I'd also argue that, whereas Ukraine's move west might have something to do with trying to pull the rug out from under the easterners, it might also have something to do with the economic development that Europe could bring, and the promise of security from Russia (forced association with whom, let us not forget, got a few million Ukrainians killed in the 1920s). Might it also be that the apparent strength of the pro-Russian bloc (still an overall minority, of course) is somewhat due to the kind of malign interference in other nation's affairs which you decry, only this time on the part of Russia?
If democratic governments sprung up all over the Middle East tomorrow, nothing at all would be different.

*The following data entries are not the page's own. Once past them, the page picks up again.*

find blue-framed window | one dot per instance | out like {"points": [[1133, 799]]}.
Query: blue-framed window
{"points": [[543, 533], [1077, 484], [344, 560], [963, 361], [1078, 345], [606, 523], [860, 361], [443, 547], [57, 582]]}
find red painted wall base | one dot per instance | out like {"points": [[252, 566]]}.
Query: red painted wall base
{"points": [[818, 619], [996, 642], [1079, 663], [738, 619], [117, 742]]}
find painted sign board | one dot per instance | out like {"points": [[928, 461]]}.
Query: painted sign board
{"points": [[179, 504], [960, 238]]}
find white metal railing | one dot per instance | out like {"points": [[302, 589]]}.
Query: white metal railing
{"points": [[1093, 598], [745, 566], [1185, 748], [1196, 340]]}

Actually some states like Saudi Arabia would become more hostile to the USA overnight as democracies. Which is why, as I said above, it is important to use restraint and move intelligently in diplomacy rather than posturing and pursuing fixed courses in defiance of facts. But on balance democratic states tend to have positive relationships with the USA.

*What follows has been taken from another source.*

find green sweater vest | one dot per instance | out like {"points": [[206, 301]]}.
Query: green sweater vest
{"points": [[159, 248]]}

What a piss-weak argument that is. "The UK was willing to act like a bunch of douchebags, therefore there must be something to the accusations!"
So it's important to give Vladimir Putin the benefit of the doubt but deny it to the British government. Because obviously the more trustworthy of the two is Putin.

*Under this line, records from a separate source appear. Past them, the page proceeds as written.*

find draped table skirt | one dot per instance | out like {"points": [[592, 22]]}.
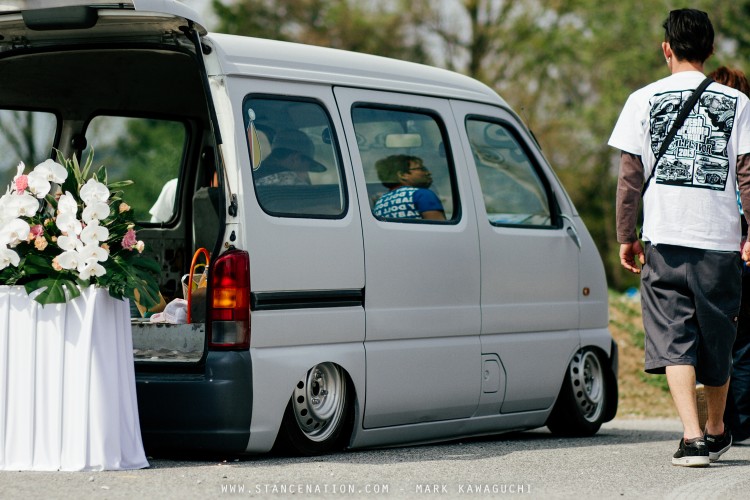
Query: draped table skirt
{"points": [[67, 384]]}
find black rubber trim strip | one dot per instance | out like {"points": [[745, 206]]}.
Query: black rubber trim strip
{"points": [[267, 301]]}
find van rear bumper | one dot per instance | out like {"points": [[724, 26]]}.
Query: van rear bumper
{"points": [[206, 411]]}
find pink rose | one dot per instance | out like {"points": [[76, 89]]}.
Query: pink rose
{"points": [[40, 243], [22, 182], [129, 240]]}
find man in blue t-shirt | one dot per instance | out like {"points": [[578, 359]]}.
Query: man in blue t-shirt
{"points": [[408, 198]]}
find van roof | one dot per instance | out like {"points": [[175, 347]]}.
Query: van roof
{"points": [[261, 58]]}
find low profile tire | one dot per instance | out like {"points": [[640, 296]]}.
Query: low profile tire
{"points": [[318, 417], [580, 407]]}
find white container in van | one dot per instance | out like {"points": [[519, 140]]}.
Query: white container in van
{"points": [[326, 325]]}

You know, people in this thread are talking about Russophobia, and maybe that is a problem, but it's definitely not
your problem.
That's a fucking outrageous claim.
But don't bother running it down or anything.
Okay, perhaps not the FSB specifically, but who else but the Russians had a reason to kill Litvinov, and could obtain and employ polonium to poison him?
Be realistic.
How's this for realistic: even if you're right and Litvinov was killed by martians, the UK thinks it was Russians, and the USA probably ought to trust and support it's oldest and best ally against a rival that we have no reason, no reason at all, to trust.
Even if your ridiculous argument that the FSB must have been responsible were true - and it's simply not - just what is the death of one shady shitstain by another shady shitstain worth, exactly? A stern rebuke? Sanctions? War?
The issue isn't
who was killed, the issue is sending a covert agent onto British territory to murder a dissident. Hard as it may be to believe, this is kind of a big deal. And thank you for putting words in my mouth by suggesting that I think it necessitates direct action, I never said that. I listed it as one of several reasons, patterns of behavior, that the United States wouldn't be pals with Russia.
Oh thatttt - you mean where Russia stopped selling gas to Ukraine at subsidized prices and Ukraine wouldn't foot the bill, so the supplies stopped - yes, let's dress that up as a sinister message to Western Europe as opposed to Russia deciding it wasn't going to subsidize more or less openly hostile governments.
It's funny how Russia abruptly voided binding prior agreements about the gas prices and demanded an increase of several hundred percent, shortly after Ukraine gave their rent-boy the boot and began cosying to the West, then only actually reduced pressure in the pipeline just a few days after European states attempted to use their influence to urge a reasonable settlement. And that even though Russia's energy treaty obligations with the EU would have (and indeed in practice
did) dictate that they would have to turn it back on after only a couple of days, meaning that the move would basically just produce a temporary energy shock in Europe. Oh my, it's almost as if they intended to do those things as a kind of threat and punishment. But they would
never do that, because they're such nice boys.